The movie, scripted by Eric Pearson, begins with familiar suburban scenes of two young girls and their apparent mother (Weisz) readying for dinner. When the father (Harbour) arrives, he’s distraught. They have an hour to flee, he whispers. They grab little before driving straight for a small airport. Out the window, while “American Pie” plays on the car stereo, are all-American scenes of families playing on the lawn, a ballgame under the lights. It’s an early sign that “Black Widow” will be about an American Dream denied — or at least delayed — and a kind of anti-“Captain America.” Only when the dad flips a car to clear the runway do we have any sense that these aren’t your average Americans. And once they land in Cuba, we realize they aren’t citizens at all, nor are they a family.

Harbour’s Alexei Shostakov/Red Guardian, a Soviet-built super soldier made to compete with Captain America. Their family was a cobbled-together Ohio sleeper cell.

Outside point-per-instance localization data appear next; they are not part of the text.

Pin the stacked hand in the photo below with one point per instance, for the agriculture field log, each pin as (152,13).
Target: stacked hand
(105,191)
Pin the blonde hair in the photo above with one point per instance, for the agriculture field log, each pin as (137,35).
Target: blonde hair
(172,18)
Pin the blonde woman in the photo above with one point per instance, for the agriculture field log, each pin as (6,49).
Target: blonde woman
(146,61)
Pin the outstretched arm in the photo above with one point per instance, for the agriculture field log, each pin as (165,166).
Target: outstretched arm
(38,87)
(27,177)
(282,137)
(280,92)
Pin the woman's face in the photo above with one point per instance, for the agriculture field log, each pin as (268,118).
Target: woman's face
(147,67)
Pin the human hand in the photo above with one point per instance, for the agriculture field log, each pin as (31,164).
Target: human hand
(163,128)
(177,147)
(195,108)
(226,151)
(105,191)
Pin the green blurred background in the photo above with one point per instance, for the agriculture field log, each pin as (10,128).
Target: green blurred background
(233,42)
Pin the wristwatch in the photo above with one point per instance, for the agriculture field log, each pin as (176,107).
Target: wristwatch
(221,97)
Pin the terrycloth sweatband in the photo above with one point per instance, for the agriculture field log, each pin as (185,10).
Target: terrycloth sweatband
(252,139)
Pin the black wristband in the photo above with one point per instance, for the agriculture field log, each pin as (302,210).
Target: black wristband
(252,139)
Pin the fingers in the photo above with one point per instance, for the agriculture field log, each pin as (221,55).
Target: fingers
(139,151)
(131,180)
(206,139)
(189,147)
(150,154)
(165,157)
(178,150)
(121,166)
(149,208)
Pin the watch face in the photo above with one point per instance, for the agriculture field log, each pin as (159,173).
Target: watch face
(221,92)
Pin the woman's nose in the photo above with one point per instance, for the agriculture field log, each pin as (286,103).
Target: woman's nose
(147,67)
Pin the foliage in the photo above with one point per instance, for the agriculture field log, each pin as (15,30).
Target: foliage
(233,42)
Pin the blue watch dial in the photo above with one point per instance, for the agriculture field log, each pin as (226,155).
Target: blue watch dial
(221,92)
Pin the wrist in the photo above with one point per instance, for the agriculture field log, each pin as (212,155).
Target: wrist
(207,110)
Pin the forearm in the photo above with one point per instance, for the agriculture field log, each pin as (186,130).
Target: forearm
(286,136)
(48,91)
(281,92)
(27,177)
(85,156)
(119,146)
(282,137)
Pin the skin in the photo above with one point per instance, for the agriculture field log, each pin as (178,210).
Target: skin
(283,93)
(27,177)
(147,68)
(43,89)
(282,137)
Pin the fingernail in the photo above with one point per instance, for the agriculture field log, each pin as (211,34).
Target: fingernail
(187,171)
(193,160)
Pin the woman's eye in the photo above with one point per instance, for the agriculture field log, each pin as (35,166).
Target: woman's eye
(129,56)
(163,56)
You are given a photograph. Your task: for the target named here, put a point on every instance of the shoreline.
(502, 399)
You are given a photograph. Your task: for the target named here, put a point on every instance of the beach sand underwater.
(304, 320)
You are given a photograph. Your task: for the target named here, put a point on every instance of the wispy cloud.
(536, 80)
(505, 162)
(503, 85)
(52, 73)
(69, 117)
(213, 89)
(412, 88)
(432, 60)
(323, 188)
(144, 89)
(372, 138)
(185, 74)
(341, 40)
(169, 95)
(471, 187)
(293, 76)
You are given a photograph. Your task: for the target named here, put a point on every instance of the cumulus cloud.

The four are quickly split, and over a melancholy cover of “Smells Like Teen Spirit,” the opening credits roll with a montage of US-Russian relations over time, mixed with images of Soviet mastermind Dreykov (Winstone) and his Red Room program of elite assassins — dubbed “Widows” — all plucked from the streets as young girls.

Twenty years later, the long-freed and reformed Natasha — now an Avenger — is well beyond her painful beginnings. But not as much as she thought. Her belief that she killed Dreykov is spoiled when she reunites in Budapest with her faux-sister from childhood, Yelena (Pugh), who informs her that not only is the Red Room very operational, but Dreykov has created a new, frightful method of control of his Widows. From afar, he can operate their movements and terminate their lives with a few computer buttons. It’s an overt form of male control over female bodies with a wide metaphorical meaning.

Natasha and Yelena resolve to topple Dreykov and the Red Room, a mission that requires them to reconnect with their once parents. Marvel movies, like the moon, are categorized into phases. “Black Widow” is meant to kick off “phase four,” but it’s not clear if the empire is waxing or waning.

But if “Black Widow” is a sign of things to come — new directorial voices, grittier tones — it’s a promising new direction.